Solved: Hi Viktor,I looked at your

Viktor_L_ · ‎08-15-2014

Hi,
I am not very experienced as c++ programmer so forgive me if I have missed something obvious.
Please direct me somewhere else if this is the wrong forum.

I am on windows 7 with visual studio 2013.
Using C:\Program Files (x86)\Intel\OpenCL SDK\4.4\include\CL\cl.hpp as c++ interface to opencl.

Looking at cl::CommandQueue::enqueueMapBuffer it seems the optional cl::Event* argument is casted directly to (cl_event *) and passed to the c api unlike in most other similar functions in cl.hpp. This bypasses the assignment operator for class cl::Event and thus clReleaseEvent is not called for the contained cl_event value before it is overwritten.

To me it seems code should be changed as below.

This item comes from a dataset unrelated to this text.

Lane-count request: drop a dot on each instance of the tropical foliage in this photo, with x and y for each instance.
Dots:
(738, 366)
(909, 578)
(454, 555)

    void* enqueueMapBuffer(
        const Buffer& buffer,
        cl_bool blocking,
        cl_map_flags flags,
        ::size_t offset,
        ::size_t size,
        const VECTOR_CLASS<Event>* events = NULL,
        Event* event = NULL,
        cl_int* err = NULL) const
    {
        cl_int error;
        void * result = ::clEnqueueMapBuffer(
            object_, buffer(), blocking, flags, offset, size,
            (events != NULL) ? (cl_uint) events->size() : 0,
            (events != NULL && events->size() > 0) ? (cl_event*) &events->front() : NULL,
            (cl_event*) event,
            &error);

        detail::errHandler(error, __ENQUEUE_MAP_BUFFER_ERR);
        if (err != NULL) {
            *err = error;
        }
        return result;
    }

    void* enqueueMapBufferFix(
        const Buffer& buffer,
        cl_bool blocking,
        cl_map_flags flags,
        ::size_t offset,
        ::size_t size,
        const VECTOR_CLASS<Event>* events = NULL,
        Event* event = NULL,
        cl_int* err = NULL) const
    {
        cl_event tmp;
        cl_int error;
        void * result = ::clEnqueueMapBuffer(
            object_, buffer(), blocking, flags, offset, size,
            (events != NULL) ? (cl_uint)events->size() : 0,
            (events != NULL && events->size() > 0) ? (cl_event*)&events->front() : NULL,
            (event != NULL) ? &tmp : NULL,
            &error);

        detail::errHandler(error, __ENQUEUE_MAP_BUFFER_ERR);
        if (err != NULL) {
            *err = error;
        }

        if (event != NULL && error == CL_SUCCESS)
            *event = tmp;

        return result;
    }

The problems I detect from this bug is a large increase in thread count when using the NVIDIA platform.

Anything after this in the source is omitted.